Setting off again it was all down hill and psychologically we were heading for home, we passed through many lovely villages and saw things I didn't know even existed, considering I have lived in this area for over 12 years. Then on the approach to Chipping Sodbury we all hit the "wall". I had to tend to my feet, as I was starting to get a blister, whilst Phil and Anthony went for a morale boosting ice cream which Anthony wanted since about the third mile.

All refreshed we soldiered on, only 5 miles to the end. We all trudged on wearily, I knew that we were all getting knackered as the conversation had almost dried up this was a bad sign (very unusual for Anthony as he could talk for England!)

Anthony and I had to perform running repairs to our feet. I'm sure he should be sponsored by Compeed or Elastoplast.

As we ticked down the final miles, we all got into a groove which we felt comfortable with, each step becoming more and more difficult. Finally, we entered the last field, back to the starting point. We had completed the hike in 9 hours 15 minutes. A great achievement by all.
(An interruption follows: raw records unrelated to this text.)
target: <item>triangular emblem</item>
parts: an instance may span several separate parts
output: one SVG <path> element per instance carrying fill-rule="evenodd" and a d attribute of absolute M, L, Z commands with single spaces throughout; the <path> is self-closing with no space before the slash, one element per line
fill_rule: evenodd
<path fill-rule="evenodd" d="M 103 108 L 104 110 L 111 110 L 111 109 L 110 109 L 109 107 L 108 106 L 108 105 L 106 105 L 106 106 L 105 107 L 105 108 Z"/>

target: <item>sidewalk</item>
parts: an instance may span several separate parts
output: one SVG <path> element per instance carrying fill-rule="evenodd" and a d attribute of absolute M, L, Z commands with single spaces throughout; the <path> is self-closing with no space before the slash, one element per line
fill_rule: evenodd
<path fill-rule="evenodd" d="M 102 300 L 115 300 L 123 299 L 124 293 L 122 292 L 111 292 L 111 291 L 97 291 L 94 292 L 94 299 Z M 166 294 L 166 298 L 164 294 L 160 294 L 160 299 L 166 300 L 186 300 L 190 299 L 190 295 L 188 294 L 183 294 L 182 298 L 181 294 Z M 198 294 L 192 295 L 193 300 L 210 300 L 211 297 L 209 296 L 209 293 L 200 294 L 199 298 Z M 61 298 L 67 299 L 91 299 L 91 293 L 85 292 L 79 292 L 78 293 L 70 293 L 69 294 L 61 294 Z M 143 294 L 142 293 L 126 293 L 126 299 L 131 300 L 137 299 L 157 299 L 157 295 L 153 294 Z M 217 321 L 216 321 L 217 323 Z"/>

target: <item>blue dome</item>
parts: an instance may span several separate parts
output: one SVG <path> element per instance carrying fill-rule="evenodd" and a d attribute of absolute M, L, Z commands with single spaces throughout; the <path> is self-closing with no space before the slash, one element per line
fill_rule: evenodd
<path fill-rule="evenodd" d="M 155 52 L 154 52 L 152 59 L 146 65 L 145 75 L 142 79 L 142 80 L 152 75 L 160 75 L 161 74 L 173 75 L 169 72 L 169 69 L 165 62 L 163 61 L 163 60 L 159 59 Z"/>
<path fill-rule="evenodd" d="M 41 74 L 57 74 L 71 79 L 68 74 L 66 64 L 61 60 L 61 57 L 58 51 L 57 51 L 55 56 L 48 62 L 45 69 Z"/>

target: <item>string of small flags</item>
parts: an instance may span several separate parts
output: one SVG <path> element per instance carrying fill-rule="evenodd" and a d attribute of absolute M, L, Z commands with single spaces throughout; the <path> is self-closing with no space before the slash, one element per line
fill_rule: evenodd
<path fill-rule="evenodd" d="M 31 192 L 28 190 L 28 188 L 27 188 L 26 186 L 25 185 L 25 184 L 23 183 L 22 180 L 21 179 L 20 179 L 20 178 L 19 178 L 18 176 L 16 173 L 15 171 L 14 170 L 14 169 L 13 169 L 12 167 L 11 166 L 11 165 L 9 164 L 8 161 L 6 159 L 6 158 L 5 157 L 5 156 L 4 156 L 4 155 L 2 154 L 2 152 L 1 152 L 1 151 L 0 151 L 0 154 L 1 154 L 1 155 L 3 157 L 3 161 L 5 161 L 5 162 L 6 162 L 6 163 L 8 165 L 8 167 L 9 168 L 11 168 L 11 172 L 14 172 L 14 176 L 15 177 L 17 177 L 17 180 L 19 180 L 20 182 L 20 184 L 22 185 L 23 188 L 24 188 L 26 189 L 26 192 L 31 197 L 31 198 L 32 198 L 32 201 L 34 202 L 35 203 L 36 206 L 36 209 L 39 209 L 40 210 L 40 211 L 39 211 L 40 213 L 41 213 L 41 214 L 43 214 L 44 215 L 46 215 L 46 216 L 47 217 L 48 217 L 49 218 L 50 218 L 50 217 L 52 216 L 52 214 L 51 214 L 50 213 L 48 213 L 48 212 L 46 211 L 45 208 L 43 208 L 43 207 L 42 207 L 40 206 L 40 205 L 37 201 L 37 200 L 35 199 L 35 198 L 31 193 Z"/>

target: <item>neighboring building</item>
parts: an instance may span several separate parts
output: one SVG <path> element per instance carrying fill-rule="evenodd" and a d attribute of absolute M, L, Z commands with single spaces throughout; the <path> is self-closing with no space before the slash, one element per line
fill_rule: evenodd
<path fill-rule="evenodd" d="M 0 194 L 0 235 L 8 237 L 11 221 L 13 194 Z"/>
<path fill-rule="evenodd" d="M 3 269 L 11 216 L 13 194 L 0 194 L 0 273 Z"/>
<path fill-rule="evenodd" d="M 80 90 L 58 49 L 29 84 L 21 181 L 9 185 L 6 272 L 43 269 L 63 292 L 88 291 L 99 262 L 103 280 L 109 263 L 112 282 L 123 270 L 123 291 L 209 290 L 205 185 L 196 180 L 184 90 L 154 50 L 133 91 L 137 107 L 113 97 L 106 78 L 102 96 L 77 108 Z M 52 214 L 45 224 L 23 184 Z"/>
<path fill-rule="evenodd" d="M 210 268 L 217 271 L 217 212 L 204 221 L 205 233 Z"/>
I finished with 1 blister, 2 achy feet, slight cramp in one calf and a sense of achievement.

So what have we learnt from this?

  • Don't trust Phil to enter us into the hike.
  • Phil has a pathological fear of cows!
  • I can only walk about 30km in one go
  • Anthony gets the biggest blisters I've ever seen.

So will I be doing this again next year?

  • Maybe, but not 40km and not in 34degC heat

So as you can see from the last two posts, May has been quite eventful. Onwards and upwards with June!